Or create threads in other programs? Or debug other programs? etc. etc.? This functionality being available is all part of the DAC model, but it could be overridden internally with stub functions, couldn't it? e.g. Code: #include <unistd.h> int execve(const char *filename, char *const argv[], char *const envp[]) { return 0; } On Linux this can be compiled into a library and injected into programs at load time using LD_PRELOAD. The program then won't be able to launch other programs, because it doesn't see the real execve() provided by the kernel. Sure, there are ways of overriding this override. Even so. Why don't applications that don't need exec. debug, etc. functionality override the necessary functions in their headers? Wouldn't that raise the bar a bit on what was required to compromise a typical desktop?
Probably developers don't want to make their software to inconvenient. Most of them still need to execute other programs (update checkers...). So they will have to somehow whitelist those applications. At the end they would probably have to built whole anti-exe logic in their software. IMO anti-exe is better implemented on OS level than on application level.
..because it makes it easier to load ads and to transfer money from your wallet to their wallet. Ughhh...

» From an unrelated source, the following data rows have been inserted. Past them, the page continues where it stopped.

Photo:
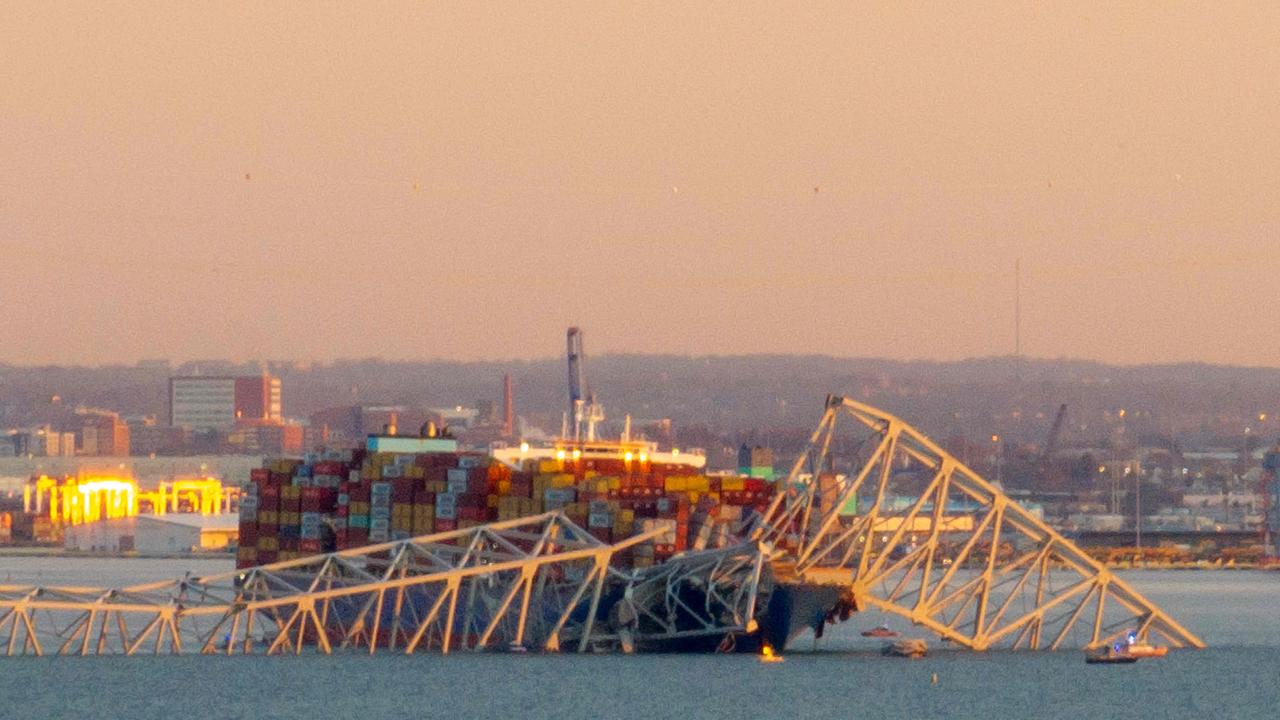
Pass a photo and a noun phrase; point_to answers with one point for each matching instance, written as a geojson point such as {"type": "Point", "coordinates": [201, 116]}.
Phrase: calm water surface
{"type": "Point", "coordinates": [1235, 613]}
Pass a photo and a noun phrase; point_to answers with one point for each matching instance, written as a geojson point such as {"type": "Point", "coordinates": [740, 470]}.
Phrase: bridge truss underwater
{"type": "Point", "coordinates": [960, 560]}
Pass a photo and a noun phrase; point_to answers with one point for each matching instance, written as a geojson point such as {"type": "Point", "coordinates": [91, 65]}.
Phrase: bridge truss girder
{"type": "Point", "coordinates": [533, 582]}
{"type": "Point", "coordinates": [963, 560]}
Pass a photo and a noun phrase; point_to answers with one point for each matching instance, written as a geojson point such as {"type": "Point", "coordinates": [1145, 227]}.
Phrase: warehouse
{"type": "Point", "coordinates": [155, 534]}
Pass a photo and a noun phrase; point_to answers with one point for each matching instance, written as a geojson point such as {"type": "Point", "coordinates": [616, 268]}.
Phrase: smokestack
{"type": "Point", "coordinates": [508, 408]}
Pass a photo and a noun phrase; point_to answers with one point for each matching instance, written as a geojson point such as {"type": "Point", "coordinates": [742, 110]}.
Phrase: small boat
{"type": "Point", "coordinates": [906, 647]}
{"type": "Point", "coordinates": [880, 632]}
{"type": "Point", "coordinates": [1146, 650]}
{"type": "Point", "coordinates": [1110, 655]}
{"type": "Point", "coordinates": [1142, 648]}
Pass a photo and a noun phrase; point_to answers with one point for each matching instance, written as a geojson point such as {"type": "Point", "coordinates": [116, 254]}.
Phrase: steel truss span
{"type": "Point", "coordinates": [958, 557]}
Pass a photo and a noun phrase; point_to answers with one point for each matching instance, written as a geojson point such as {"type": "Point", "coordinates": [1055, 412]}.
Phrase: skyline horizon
{"type": "Point", "coordinates": [145, 363]}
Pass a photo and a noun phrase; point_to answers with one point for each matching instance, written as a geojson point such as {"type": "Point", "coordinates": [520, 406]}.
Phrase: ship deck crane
{"type": "Point", "coordinates": [583, 408]}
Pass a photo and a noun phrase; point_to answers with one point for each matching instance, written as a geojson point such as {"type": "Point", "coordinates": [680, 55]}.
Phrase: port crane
{"type": "Point", "coordinates": [963, 561]}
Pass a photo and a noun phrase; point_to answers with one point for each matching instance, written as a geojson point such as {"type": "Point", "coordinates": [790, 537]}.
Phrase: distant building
{"type": "Point", "coordinates": [149, 437]}
{"type": "Point", "coordinates": [205, 402]}
{"type": "Point", "coordinates": [103, 434]}
{"type": "Point", "coordinates": [755, 461]}
{"type": "Point", "coordinates": [151, 534]}
{"type": "Point", "coordinates": [265, 437]}
{"type": "Point", "coordinates": [42, 442]}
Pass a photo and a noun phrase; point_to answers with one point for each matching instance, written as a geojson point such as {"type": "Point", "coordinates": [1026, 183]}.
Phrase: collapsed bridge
{"type": "Point", "coordinates": [960, 560]}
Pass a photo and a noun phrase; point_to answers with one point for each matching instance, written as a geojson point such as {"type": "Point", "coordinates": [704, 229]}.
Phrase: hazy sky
{"type": "Point", "coordinates": [464, 180]}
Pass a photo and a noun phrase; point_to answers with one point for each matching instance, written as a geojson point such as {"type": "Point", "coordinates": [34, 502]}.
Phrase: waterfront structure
{"type": "Point", "coordinates": [103, 434]}
{"type": "Point", "coordinates": [218, 402]}
{"type": "Point", "coordinates": [1004, 579]}
{"type": "Point", "coordinates": [154, 534]}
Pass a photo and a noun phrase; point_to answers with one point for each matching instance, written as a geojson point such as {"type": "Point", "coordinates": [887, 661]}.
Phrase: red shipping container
{"type": "Point", "coordinates": [402, 490]}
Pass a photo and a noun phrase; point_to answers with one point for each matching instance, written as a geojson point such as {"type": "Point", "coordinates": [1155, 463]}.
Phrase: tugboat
{"type": "Point", "coordinates": [767, 654]}
{"type": "Point", "coordinates": [906, 647]}
{"type": "Point", "coordinates": [1142, 648]}
{"type": "Point", "coordinates": [880, 632]}
{"type": "Point", "coordinates": [1110, 655]}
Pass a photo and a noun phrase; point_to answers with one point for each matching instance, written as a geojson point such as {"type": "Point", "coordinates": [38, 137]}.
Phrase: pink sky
{"type": "Point", "coordinates": [464, 180]}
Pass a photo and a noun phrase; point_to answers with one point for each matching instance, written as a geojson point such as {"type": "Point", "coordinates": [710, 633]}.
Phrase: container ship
{"type": "Point", "coordinates": [400, 487]}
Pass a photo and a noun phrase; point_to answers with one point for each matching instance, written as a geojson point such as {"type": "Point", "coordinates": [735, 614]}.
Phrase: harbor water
{"type": "Point", "coordinates": [844, 677]}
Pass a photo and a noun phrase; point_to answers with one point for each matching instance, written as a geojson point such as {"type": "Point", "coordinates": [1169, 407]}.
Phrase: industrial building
{"type": "Point", "coordinates": [154, 534]}
{"type": "Point", "coordinates": [218, 402]}
{"type": "Point", "coordinates": [104, 434]}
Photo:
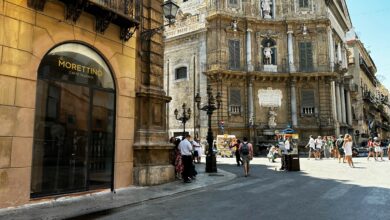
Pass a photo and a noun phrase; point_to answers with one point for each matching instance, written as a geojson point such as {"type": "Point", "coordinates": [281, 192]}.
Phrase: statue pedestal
{"type": "Point", "coordinates": [270, 68]}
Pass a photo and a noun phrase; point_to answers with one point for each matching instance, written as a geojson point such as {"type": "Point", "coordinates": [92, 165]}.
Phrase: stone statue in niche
{"type": "Point", "coordinates": [272, 117]}
{"type": "Point", "coordinates": [268, 54]}
{"type": "Point", "coordinates": [266, 7]}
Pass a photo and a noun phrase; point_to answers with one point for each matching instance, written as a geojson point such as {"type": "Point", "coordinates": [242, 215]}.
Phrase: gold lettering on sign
{"type": "Point", "coordinates": [80, 68]}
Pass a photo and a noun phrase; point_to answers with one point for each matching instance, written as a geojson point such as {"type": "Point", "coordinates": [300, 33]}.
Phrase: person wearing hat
{"type": "Point", "coordinates": [378, 149]}
{"type": "Point", "coordinates": [319, 144]}
{"type": "Point", "coordinates": [339, 145]}
{"type": "Point", "coordinates": [312, 146]}
{"type": "Point", "coordinates": [371, 152]}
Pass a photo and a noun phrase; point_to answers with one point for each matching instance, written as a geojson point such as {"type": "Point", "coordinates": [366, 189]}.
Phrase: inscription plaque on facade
{"type": "Point", "coordinates": [270, 97]}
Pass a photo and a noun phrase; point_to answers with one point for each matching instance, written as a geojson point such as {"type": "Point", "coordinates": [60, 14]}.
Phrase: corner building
{"type": "Point", "coordinates": [69, 89]}
{"type": "Point", "coordinates": [278, 64]}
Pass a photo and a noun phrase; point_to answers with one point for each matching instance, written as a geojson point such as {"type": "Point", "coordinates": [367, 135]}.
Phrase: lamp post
{"type": "Point", "coordinates": [170, 10]}
{"type": "Point", "coordinates": [184, 118]}
{"type": "Point", "coordinates": [210, 107]}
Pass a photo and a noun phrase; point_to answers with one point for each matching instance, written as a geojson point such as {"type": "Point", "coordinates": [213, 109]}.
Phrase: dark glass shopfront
{"type": "Point", "coordinates": [74, 122]}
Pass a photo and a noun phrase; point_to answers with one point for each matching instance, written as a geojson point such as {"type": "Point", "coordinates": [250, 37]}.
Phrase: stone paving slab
{"type": "Point", "coordinates": [71, 206]}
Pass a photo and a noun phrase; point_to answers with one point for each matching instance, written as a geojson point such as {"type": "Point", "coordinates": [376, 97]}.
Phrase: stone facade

Well, this factors into it. This policy alone does little, as an attacker can override that, or do plenty of other things. But, on Linux there's seccomp filters, which would prevent an execve call if you filtered it out. The thing is that browsers need those things you're talking about. Firefox needs to be able to launch and communicate with your torrent program when you download a torrent file, and open it within the browser. Things like that require exactly the type of permissions you find in DAC - arbitrary access to other programs.
... Wait, duh. Even without exec privileges you can write an executable/library somewhere, and make sure it will get executed/loaded later. ("export LD_PRELOAD=~/.config/.libnasty.so" in your ~/.xprofile, or whatever.) So this really would be trivial to circumvent. N/M. Anyway I'm not in the habit of launching stuff directly from my browser, but maybe other people are, I don't know. Seccomp is a step in the right direction though. The typical DAC model of programs inheriting all the user's privileges = broken, IMO.
Or just do what fork does anyways, load up a process and execute it. You could just overwrite your browsers address space with another image. I've been meaning to try this anyways. DAC's really good for some things, and really clearly broken for many others. Just like MAC. Some things just aren't going to make sense in an apparmor profile, or SELinux for that matter. And some things are. That's why there's a lot of different methods for access control on Linux. Read my blog
Anyways on Linux is it not easy enough with Apparmor (MAC), for instance, to restrict the browser to interact with only what is required and no more, with exacting precision?
Well, not without losing some functionality. So when you download a .deb package in Chrome, you can click it and it'll start to install via the package manager. Thta's a nice functionality for most people. But the problem is that that is obviously dangerous behavior. So Apparmor could allow Ux on the software-center but then that's a huge hole and makes the whole profile a bit useless. So you either get security or usability with Apparmor. The nicer approachis brokered, which is what chrome does, where it'll only send that .deb pcakage to the software-center if it knows it makes sense to do so.
Well, no. If you want to install it from just clicking the download in your browser, it does. But if you click from the folder it dowlnoaded too then it's not handled by the browser.
That makes sense and what I thought was the case. I guess I'm just thinking about typical browsing and something, let's say a malicious script, on an exploited webpage attempts to somehow, someway, utilize the browser in one of the attack steps, and this is where a tightly restricted Apparmor profile should prevent this from happening.
Scripts shouldn't be too dangerous in regards to an apparmor profile. They can only work within the confines of the renderer, and this is the case in any browser. The issue is more when the script is able to gain control over the renderer, and then a sandbox is helpful.
I believe that Google Chrome on Windows uses job objects (operating system feature) to stop certain Chrome processes from launching other programs. On Windows, you can use RunInsideLimitedJob to do this with whatever processes you want to.
This pdf document seems to be referencing that, at least with regards to the sandbox... -http://seclab.stanford.edu/websec/chromium/chromium-security-architecture.pdf
Yes exactly, isn´t it true that all apps can act like a "parent process"? That´s the way that Windows is designed. I do know that a while back, the Maxthon browser had this feature that could white-list certain apps that could be launched (the "external utilities" feature) while all others are blocked. In theory that could have stopped certain type of exploits. @ wat0114 When you read the document (about the Chromium sandbox), you can also get an idea of how Sandboxie works, quite interesting.